Atlantic Salmon Returns to Credit River After 100-Year Absence


Photo: Flickr, CC

Because we can't write only about bad news...

While it seems like Pacific salmon off the West coast of Canada is in serious trouble (and scientists who study it are possibly getting muzzled), there are some good news coming from the other end of the country. After an absence of more than 100 years, Atlantic salmon are finally coming back in good numbers to Credit River in Ontario. For that small miracle we have to thank the Canadian Ministry of Natural Resources. It has release close to a million Atlantic salmon fry in the Credit River since 2007, and it is now starting to pay off.


Photo: Public domain

The town nearest that fry's gravel nest is called Terra Cotta. It used to be called Salmonville, but that point of civic pride went belly up in the 19th century. Chris Robinson of the Ontario Federation of Anglers and Hunters says tens of thousands of salmon used to climb the Credit annually to spawn. Archives show contracts for local farm labourers that limited how often employers could feed their boarders the apparently too plentiful pink flesh. It was said you couldn't ride a horse through the Credit River without fear of it getting tripped up by salmon.

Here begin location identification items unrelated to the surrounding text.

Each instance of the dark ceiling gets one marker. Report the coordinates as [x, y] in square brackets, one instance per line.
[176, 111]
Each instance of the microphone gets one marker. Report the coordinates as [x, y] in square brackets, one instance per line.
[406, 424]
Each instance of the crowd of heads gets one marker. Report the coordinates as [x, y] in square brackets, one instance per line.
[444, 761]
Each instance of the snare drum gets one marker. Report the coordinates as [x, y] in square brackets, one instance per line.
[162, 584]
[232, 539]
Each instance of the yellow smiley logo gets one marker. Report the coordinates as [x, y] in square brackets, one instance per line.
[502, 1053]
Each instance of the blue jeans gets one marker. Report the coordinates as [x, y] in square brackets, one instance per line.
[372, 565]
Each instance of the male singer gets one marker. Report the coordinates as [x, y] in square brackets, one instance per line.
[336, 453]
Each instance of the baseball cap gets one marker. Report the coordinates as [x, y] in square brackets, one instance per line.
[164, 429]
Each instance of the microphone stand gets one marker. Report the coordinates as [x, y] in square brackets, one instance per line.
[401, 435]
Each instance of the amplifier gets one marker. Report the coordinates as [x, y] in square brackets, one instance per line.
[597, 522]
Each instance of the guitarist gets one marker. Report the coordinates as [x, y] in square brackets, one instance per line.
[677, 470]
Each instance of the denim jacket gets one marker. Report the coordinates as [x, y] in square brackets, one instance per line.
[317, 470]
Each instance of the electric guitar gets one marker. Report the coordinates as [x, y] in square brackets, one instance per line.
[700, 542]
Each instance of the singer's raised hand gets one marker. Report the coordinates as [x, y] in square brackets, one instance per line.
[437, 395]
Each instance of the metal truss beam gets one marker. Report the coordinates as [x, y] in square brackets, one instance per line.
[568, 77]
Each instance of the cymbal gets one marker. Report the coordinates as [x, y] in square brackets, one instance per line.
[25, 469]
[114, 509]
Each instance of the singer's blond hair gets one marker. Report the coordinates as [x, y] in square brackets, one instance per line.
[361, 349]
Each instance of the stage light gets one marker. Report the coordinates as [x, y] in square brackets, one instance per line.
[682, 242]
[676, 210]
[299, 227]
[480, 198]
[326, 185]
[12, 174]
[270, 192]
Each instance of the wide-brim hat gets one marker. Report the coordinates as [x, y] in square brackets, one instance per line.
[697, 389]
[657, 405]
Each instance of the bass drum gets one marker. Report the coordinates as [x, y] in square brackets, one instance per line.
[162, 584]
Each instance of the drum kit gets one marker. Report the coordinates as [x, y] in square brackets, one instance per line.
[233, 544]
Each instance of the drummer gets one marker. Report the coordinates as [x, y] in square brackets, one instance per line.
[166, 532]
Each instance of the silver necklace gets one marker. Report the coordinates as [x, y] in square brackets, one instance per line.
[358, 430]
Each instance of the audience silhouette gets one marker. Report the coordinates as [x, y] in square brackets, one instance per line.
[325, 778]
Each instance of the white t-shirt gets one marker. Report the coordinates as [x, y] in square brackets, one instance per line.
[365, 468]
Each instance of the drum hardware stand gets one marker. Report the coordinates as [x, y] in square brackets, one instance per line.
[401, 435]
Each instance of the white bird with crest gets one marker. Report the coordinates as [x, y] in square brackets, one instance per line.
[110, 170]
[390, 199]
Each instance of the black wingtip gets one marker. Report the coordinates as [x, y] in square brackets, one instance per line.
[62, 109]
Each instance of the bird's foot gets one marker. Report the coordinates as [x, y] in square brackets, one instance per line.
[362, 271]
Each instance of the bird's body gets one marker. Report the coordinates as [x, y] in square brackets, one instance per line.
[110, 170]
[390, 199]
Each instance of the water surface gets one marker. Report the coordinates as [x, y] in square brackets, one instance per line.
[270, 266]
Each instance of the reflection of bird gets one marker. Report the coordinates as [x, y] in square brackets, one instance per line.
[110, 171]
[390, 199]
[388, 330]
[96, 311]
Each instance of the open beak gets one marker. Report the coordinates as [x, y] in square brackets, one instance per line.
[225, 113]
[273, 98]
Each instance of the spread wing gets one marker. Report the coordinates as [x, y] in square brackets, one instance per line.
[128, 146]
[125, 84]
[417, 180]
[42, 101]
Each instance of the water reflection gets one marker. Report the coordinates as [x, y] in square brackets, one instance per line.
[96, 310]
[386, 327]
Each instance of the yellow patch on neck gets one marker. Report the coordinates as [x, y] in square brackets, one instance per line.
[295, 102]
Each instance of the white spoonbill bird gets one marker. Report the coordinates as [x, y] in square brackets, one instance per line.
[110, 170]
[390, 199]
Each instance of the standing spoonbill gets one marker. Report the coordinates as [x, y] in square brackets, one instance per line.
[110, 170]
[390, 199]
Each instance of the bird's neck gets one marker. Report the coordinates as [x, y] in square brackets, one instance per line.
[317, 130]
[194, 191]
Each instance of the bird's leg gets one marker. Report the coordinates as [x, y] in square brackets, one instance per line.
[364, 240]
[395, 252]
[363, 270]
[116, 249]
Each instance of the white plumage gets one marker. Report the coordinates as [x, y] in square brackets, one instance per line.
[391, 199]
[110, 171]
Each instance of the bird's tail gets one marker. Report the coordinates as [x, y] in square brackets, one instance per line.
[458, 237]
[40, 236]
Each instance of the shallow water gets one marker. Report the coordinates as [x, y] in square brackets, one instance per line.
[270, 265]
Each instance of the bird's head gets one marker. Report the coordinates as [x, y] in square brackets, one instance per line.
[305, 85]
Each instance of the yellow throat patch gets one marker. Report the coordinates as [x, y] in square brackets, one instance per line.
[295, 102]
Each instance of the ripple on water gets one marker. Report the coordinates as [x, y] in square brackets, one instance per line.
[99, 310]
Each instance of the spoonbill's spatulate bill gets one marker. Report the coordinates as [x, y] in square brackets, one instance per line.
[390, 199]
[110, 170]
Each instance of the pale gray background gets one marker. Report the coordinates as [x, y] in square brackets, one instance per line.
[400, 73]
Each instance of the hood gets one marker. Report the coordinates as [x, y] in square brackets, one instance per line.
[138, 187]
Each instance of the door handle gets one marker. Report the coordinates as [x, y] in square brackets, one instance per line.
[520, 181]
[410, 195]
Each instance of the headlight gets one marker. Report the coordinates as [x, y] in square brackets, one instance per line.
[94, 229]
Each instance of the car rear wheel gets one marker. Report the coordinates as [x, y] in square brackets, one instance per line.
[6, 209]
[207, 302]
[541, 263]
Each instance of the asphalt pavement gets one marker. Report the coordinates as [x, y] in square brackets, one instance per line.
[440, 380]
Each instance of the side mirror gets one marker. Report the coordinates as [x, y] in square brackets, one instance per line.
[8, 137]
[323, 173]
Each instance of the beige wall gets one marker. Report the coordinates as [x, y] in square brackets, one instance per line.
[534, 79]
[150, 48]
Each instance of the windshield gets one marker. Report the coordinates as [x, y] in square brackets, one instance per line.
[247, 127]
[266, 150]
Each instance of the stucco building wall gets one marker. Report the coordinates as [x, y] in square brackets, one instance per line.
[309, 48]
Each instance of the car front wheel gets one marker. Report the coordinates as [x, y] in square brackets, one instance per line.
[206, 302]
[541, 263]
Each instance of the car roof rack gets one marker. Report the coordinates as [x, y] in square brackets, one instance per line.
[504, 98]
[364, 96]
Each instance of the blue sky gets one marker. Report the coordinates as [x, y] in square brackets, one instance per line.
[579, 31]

The bounty didn't last, however. A combination of overfishing, dam construction and deforestation left the river degraded and the salmon a figment of fishermen's tales. [...]

Fisheries are now studied and regulated. Up and down the watershed, dams are being decommissioned to keep water temperatures down and allow fish mobility. Though less than half of the watershed is forested, there are more trees now than there were a century ago. Forest cover is critical to a healthy river because it helps a watershed absorb rainwater into the ground where it is cooled and cleaned before entering a stream through a spring. (source)

No Short-Term Thinking Allowed

Congrats to all those who participated in efforts to help bring back the salmon. It is an important piece of the complex ecosystem on which everything around the river depends. Now the goal is to avoid repeating past mistakes. The danger is always that when there's a positive development, some will say "all right, we're out of the woods" and stop caring. That would be a terrible mistake.